In [None]:
import os
import pandas as pd
import geopandas
import geodatasets
import matplotlib.pyplot as plt
import numpy as np
import geopandas as gpd
from shapely.geometry import Polygon
import folium

In [None]:
#Read in the processed data of the last 3 months that were pulled.
april_df = pd.read_csv('processed_data/PROCESSED_202304-citibike-tripdata.csv', index_col=0)
may_df = pd.read_csv('processed_data/PROCESSED_202305-citibike-tripdata.csv', index_col=0)
june_df = pd.read_csv('processed_data/PROCESSED_202306-citibike-tripdata.csv', index_col=0)

After going through the processing of my data, I found some of the lower sites were in New Jersey, despite there being separate files for New Jersey. I decided to filter out the New Jersey station ids (started with JC or HB in station id).

In [None]:
#Remove New Jersey stations because of possible incomplete information
april_df=april_df[~april_df['station_id'].str.contains('|'.join(['JC','HB']))]
may_df=may_df[~may_df['station_id'].str.contains('|'.join(['JC','HB']))]
june_df=june_df[~june_df['station_id'].str.contains('|'.join(['JC','HB']))]

To get a sense of what kind of ride counts stations had for a month, I wanted to see for each month where the  stations fell in the range of the maximum and minumum ride counts. So I used a histogram with 20 bins to get a broad idea of the stations' ride counts.

In [None]:
#Histograms of how many stations  of the last 3 months of Citibike Data
fig, (ax1, ax2, ax3) = plt.subplots(3,
                                    1,
                                    figsize=(10,18))
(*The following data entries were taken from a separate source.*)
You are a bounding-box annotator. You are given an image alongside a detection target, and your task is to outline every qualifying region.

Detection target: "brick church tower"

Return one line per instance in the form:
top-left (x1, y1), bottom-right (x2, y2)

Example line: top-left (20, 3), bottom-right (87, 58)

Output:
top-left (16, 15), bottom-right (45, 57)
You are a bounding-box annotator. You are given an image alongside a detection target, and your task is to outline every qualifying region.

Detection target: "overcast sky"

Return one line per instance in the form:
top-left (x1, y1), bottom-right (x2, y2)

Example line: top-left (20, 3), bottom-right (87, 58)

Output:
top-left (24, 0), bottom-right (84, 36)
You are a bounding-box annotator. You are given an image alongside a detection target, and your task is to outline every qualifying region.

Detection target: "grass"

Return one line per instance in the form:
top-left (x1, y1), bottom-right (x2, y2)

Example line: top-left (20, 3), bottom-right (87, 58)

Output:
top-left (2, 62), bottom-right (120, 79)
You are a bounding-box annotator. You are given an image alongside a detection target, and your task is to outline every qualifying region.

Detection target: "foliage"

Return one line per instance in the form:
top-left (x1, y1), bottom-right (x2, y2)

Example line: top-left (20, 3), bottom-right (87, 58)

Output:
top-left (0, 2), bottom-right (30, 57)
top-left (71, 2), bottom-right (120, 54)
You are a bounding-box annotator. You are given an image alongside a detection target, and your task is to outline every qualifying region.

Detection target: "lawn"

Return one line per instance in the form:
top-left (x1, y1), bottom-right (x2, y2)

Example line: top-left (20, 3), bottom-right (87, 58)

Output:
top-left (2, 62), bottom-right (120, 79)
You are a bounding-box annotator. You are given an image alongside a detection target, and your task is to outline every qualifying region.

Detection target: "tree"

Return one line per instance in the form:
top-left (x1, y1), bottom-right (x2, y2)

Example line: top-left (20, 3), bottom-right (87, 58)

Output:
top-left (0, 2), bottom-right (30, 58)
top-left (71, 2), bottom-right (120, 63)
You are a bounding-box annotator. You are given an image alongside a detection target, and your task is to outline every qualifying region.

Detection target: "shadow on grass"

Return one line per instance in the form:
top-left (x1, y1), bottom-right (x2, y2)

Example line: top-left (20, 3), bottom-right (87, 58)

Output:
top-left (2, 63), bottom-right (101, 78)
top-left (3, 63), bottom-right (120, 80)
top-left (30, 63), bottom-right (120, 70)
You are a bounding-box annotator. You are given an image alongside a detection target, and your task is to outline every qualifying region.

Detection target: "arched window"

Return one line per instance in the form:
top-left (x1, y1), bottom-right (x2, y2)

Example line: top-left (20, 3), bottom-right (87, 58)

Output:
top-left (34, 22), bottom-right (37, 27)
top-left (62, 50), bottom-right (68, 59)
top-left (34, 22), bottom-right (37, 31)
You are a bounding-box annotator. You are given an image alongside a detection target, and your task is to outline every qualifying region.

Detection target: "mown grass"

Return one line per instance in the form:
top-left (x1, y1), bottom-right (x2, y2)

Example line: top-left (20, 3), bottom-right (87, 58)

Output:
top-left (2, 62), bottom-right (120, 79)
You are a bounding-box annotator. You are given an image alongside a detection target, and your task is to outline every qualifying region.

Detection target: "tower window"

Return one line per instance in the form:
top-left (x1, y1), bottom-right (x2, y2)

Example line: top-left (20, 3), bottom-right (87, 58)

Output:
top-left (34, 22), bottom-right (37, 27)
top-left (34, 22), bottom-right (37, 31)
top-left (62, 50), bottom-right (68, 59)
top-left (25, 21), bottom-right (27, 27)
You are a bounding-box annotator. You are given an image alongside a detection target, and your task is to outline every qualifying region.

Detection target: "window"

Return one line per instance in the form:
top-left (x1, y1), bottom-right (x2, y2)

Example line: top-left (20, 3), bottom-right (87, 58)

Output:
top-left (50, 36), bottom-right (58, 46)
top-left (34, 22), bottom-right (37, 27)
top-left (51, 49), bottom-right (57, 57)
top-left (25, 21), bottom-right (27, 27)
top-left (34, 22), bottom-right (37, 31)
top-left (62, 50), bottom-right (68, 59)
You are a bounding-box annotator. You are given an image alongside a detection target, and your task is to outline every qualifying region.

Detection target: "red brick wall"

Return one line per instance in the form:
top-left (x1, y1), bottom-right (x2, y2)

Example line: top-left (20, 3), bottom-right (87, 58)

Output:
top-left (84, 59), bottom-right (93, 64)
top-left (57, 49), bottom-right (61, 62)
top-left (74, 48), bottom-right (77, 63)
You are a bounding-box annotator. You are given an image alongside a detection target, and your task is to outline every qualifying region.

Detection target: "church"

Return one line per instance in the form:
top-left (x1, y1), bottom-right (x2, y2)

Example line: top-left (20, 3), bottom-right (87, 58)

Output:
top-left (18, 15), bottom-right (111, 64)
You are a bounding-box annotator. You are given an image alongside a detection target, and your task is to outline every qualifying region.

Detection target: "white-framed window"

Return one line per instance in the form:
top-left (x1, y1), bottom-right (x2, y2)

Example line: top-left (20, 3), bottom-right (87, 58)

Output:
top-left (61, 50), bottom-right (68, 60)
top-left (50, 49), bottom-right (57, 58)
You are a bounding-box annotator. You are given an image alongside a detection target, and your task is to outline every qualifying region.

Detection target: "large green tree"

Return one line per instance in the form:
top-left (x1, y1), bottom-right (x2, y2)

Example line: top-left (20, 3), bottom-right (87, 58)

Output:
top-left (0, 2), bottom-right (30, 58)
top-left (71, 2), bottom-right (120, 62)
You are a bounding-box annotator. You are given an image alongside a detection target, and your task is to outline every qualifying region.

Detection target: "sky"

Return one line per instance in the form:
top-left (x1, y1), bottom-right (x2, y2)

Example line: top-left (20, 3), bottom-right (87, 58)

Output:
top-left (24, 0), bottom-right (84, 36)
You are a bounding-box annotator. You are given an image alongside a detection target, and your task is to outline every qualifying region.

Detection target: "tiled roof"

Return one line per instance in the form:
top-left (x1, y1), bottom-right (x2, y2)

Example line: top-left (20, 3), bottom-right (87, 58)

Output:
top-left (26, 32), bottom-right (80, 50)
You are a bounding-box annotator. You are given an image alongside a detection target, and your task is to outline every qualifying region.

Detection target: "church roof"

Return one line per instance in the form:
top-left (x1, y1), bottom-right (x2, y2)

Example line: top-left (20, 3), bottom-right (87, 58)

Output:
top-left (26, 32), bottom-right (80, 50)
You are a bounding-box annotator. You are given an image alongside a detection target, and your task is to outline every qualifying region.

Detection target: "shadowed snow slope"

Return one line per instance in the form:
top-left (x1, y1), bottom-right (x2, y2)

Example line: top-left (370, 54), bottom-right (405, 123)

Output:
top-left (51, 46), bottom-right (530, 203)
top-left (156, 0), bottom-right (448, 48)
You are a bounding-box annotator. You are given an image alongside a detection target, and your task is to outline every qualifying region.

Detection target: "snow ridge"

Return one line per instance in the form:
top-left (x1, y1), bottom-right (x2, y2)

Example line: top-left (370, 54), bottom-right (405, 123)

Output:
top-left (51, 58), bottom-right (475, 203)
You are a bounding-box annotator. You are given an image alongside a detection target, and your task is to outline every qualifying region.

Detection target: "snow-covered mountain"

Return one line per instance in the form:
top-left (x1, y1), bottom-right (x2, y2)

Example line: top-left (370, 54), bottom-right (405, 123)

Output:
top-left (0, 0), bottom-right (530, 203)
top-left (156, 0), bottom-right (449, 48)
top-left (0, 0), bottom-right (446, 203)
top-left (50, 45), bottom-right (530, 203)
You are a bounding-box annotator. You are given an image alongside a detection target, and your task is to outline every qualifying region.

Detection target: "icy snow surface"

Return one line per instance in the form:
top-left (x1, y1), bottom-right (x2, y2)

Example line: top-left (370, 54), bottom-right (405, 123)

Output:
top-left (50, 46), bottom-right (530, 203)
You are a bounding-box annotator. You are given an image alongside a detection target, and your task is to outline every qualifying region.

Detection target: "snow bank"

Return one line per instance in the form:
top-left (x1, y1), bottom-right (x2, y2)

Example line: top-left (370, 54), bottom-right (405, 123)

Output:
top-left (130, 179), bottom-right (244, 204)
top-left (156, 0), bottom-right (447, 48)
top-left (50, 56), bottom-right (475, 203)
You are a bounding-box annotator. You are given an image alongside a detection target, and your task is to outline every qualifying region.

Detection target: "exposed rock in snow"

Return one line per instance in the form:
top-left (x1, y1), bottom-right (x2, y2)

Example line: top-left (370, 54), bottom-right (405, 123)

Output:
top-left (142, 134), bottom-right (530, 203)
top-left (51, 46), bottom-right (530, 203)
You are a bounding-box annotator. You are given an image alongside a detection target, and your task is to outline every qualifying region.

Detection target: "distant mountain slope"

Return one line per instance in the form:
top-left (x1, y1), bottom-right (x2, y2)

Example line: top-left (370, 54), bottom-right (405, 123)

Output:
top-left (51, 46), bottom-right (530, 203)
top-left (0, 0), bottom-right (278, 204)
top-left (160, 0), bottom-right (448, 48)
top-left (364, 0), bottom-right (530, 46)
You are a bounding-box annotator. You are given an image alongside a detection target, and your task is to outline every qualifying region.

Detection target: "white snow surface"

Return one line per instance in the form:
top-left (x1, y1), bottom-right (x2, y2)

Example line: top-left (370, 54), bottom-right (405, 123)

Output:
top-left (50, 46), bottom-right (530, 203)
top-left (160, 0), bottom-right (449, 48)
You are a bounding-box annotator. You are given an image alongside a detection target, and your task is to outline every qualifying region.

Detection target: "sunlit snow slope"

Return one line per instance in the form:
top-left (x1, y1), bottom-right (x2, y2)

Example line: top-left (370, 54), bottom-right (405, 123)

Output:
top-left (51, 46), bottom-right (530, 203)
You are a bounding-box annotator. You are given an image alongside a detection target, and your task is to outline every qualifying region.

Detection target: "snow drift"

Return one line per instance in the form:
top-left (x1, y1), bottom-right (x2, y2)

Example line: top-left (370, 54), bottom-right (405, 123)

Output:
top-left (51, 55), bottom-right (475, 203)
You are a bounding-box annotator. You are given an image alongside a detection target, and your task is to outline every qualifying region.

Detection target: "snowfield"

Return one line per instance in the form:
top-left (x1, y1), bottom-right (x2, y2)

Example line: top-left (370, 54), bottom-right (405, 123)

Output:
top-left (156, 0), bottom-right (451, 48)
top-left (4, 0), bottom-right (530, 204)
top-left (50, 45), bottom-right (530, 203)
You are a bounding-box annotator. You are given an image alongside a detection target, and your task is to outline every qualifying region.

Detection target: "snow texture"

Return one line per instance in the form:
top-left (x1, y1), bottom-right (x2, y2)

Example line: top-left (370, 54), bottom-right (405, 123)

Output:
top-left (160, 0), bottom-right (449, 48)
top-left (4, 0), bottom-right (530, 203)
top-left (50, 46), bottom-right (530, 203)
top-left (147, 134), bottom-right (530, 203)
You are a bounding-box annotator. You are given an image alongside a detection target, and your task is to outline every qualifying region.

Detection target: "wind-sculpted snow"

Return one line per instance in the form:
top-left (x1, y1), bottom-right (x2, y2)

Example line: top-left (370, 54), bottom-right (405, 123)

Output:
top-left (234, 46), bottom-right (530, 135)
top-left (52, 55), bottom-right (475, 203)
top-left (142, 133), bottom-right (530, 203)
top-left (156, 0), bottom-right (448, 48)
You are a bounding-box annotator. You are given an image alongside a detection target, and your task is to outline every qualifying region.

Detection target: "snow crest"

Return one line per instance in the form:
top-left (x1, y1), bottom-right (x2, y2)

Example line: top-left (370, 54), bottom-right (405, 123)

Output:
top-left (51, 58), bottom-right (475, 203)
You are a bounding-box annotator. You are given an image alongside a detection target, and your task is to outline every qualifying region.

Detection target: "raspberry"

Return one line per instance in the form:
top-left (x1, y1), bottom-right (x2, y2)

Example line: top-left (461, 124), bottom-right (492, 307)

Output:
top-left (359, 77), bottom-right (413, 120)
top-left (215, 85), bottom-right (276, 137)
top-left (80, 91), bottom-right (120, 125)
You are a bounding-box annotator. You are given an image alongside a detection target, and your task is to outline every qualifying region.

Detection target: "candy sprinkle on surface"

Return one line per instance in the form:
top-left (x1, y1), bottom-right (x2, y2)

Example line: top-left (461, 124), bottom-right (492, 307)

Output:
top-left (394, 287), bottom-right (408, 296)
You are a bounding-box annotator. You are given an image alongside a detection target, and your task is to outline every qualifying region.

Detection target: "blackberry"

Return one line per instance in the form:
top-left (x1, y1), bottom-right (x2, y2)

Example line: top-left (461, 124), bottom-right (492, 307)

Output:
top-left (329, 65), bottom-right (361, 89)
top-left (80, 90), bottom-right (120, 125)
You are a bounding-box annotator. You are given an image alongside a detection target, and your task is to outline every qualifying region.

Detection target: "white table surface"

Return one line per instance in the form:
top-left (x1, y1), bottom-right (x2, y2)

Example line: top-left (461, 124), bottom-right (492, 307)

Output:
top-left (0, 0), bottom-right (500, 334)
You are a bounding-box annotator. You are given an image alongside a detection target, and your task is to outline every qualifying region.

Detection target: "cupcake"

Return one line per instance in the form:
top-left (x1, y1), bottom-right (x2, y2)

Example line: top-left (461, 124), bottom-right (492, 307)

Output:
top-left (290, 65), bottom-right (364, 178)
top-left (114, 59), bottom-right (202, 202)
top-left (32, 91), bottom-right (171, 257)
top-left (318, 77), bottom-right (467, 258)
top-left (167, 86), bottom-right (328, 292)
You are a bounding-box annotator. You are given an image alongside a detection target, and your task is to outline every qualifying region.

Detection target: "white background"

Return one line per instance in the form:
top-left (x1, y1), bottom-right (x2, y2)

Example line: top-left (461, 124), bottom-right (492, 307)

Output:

fig.suptitle('Majority of Citibike Stations had under 1,000 Rides',
             fontsize = 20,
             fontweight = 'bold',
             y = 0.92)

####april
axes1, bin1, bars1 = ax1.hist(april_df['ride_count'],
                              bins = 20,
                              color = 'lightskyblue',
                              ec ='gray')

ax1.bar_label(bars1,
             fontsize = 12)

ax1.set_title('April 2023',
         fontsize = 16)

ax1.set_xlabel('Number of Rides',
          fontsize = 14)
ax1.set_ylabel('Count of Stations',
          fontsize = 14,
          rotation = 0,
          ha = 'right')

#set the maximum x tick relative to the monthly max
ax1.set_xticks(range(0,april_df['ride_count'].max(),2000))

####may
axes2, bin2, bars2 = ax2.hist(may_df['ride_count'],
                              bins = 20,
                              color = 'steelblue',
                              ec ='gray')

ax2.bar_label(bars2,
             fontsize = 12)

ax2.set_title('May 2023',
         fontsize = 16)

ax2.set_xlabel('Number of Rides',
          fontsize = 14)
ax2.set_ylabel('Count of Stations',
          fontsize = 14,
          rotation = 0,
          ha = 'right')

ax2.set_xticks(range(0,may_df['ride_count'].max(),2000))

####june
axes3, bin3, bars3 = ax3.hist(june_df['ride_count'],
                              bins = 20,
                              color = 'navy',
                              ec ='gray')

ax3.bar_label(bars3,
             fontsize = 12)

ax3.set_title('June 2023',
         fontsize = 16)

ax3.set_xlabel('Number of Rides',
          fontsize = 14)
ax3.set_ylabel('Count of Stations',
          fontsize = 14,
          rotation = 0,
          ha = 'right')

ax3.set_xticks(range(0,june_df['ride_count'].max(),2000));

In [None]:
#Sort by ride_count for next histograms of 50 lowest ride counts each month so I can select them by slice
april_df.sort_values('ride_count', inplace = True)
may_df.sort_values('ride_count', inplace = True)
june_df.sort_values('ride_count', inplace = True)

In [None]:
#Create histograms of the 50 stations with least amount of rides in each month

#set up 3 subplots, one each for each month
fig, (ax1, ax2, ax3) = plt.subplots(3,
                                    1,
                                    figsize=(10,18))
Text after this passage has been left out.